The “computers” at Mascotology have been stalling at the seemingly illogical defeat of the Duke Blue Devils by the Maryland Terrapins. While the Devils may have the power of evil on their side, a closer look at the Terps reveals just how powerful turtles can be. We all know the old mantra about the tortoise beating the hare. However, tortoises are not turtles; they are mere cousins. Naturally, this takes us to the Teenage Mutant Ninja Turtles, but they too are disqualified as they have been genetically mutated by “ooze.” (Gross … yet intriguing.) We must now turn our attention to Franklin the Turtle. Franklin and his friends enjoyed a couple of seasons that were aired on Nick Jr. in the late ’90s. During that time, he displayed his ability to ball. However, once he had done his balling, he signed up for dance lessons. That’s right, dance lessons. Just like Matt Leinart. Following in Franklin’s footsteps, the Terps outplayed Duke and possibly played themselves into the Dance. Logically, the only thing for the Terps to do was win this game, because it just may have bumped them into the tourney; otherwise it may have rendered Franklin’s dance lessons useless. Also, Darryl Strawberry Jr.’s father is notorious for having the “stuff” to get a party going, if you roll like that.

It appears that it isn’t just turtles that have the edge over demonic creatures. As a group, reptiles seem to do quite well. They have few problems defeating mammals as seen in the Florida Gators recent victory over the Kentucky Wildcats. There was also that time last year when the Gators beat a Wildcat team … well, let’s not talk about that. Look for the Gators to stomp on the Vanderbilt Commodores and the South Carolina Gamecocks, led by their mascot Cocky the Gamecock.

We’ll expand the pro-reptilian theme for this week to include amphibians. As a result, the Texas Christian University Horned Frogs basketball team is a safe bet this week against both the Colorado State Bighorn Sheep (aka Rams) and the New Mexico Lobos. Even though TCU has lost nine straight games, it’ll come around. Frogs, especially the poisonous ones, can be dangerous. However, while TCU’s frogs aren’t poisonous, they are aggressive and horny. (That’s what she said.)
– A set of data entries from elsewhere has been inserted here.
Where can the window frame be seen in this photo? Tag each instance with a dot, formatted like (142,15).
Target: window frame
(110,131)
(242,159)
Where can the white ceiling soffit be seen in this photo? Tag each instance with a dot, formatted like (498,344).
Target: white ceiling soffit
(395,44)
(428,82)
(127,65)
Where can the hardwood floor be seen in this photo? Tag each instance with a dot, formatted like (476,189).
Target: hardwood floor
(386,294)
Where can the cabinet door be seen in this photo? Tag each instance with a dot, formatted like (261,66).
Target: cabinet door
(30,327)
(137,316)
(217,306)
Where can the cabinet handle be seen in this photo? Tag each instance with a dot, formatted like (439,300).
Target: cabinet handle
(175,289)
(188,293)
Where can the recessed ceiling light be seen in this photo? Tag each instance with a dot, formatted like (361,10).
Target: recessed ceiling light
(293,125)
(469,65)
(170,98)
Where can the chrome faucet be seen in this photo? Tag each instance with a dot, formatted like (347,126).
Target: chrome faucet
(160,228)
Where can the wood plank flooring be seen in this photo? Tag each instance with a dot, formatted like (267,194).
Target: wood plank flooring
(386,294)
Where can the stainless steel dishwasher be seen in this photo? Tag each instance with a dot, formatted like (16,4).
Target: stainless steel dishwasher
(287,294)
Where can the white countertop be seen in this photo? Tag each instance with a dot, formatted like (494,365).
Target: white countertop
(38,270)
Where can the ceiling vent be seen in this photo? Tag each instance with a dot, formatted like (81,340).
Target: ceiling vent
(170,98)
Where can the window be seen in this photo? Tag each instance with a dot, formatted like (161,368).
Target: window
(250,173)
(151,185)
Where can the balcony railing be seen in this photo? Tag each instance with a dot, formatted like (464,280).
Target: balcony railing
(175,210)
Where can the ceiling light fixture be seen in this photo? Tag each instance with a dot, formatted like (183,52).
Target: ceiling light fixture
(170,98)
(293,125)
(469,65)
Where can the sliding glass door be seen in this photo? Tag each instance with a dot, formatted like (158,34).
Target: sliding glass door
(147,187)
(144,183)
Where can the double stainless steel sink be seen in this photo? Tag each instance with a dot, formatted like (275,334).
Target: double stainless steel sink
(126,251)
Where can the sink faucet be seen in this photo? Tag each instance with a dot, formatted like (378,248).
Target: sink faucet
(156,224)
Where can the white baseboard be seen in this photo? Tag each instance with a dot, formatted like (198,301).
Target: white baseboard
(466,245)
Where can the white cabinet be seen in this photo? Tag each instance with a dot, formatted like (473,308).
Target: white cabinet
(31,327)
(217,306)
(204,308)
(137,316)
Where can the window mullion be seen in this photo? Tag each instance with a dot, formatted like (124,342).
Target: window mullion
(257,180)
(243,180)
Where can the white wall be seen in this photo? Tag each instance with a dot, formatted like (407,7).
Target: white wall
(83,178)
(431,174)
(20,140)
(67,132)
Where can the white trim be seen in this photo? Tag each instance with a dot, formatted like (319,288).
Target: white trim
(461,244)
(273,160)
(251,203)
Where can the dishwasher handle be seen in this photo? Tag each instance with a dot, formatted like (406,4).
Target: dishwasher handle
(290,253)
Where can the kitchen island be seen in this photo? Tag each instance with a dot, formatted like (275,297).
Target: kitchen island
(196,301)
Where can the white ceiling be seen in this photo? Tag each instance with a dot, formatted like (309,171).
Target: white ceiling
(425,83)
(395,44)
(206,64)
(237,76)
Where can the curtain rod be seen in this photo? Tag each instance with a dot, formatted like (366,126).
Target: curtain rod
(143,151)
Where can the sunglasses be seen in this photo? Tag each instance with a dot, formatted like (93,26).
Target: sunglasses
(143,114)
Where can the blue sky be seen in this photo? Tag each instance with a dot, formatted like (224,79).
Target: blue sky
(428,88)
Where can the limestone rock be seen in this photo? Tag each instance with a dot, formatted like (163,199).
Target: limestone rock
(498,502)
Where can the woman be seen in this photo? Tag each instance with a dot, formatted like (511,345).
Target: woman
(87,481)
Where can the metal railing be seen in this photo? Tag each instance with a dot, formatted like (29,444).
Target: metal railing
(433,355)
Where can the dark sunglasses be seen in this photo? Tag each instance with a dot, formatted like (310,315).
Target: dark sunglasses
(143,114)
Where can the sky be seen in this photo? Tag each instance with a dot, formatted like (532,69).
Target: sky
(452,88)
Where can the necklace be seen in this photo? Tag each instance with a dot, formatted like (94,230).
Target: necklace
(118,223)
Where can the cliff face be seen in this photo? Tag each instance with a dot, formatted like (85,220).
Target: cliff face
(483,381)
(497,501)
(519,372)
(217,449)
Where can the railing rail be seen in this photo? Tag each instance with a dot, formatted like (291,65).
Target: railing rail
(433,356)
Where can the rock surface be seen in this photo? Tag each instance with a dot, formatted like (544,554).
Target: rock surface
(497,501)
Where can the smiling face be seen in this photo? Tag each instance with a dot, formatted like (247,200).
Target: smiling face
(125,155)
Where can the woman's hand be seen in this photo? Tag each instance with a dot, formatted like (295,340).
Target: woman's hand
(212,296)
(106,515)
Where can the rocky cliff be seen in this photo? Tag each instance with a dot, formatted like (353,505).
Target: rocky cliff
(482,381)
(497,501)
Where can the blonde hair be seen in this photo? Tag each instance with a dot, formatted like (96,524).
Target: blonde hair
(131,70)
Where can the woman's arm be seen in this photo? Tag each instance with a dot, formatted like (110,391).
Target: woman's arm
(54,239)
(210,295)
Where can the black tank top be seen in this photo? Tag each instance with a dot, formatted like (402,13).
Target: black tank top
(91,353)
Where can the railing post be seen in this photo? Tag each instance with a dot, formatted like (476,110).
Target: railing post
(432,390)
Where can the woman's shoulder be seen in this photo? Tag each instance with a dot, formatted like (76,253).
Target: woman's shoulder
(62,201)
Finally, we come to the Georgetown Hoyas at our Villanova Wildcats. While Georgetown may parade Jack the Bulldog as its “mascot,” the fact of the matter is that its actual mascot is the Hoya. A quick (and always reliable) Internet search (Wikipedia.org) reveals that “hoya” is actually a genus of tropical climbing plants. It is common knowledge that birds eat plants and cats eat birds. Using this absurd logic, wildcats eat hoyas … yes, the entire genus. (Unfortunately, the mass consumption of carbon dioxide-reducing plants may accelerate the effects of global warming. Sorry, Al Gore.) There are some who claim that hoya is an ancient Greek term referring to the word “what.” After having lived through the infamous Chappelle’s Show Lil’ John skit of a few years ago and its cultural implications, I am convinced that naming a team the “Whats” is stupid. It’s just as inane as asking Mike Jones the question “Who?” (Mike Jones.) Who? This could go on forever.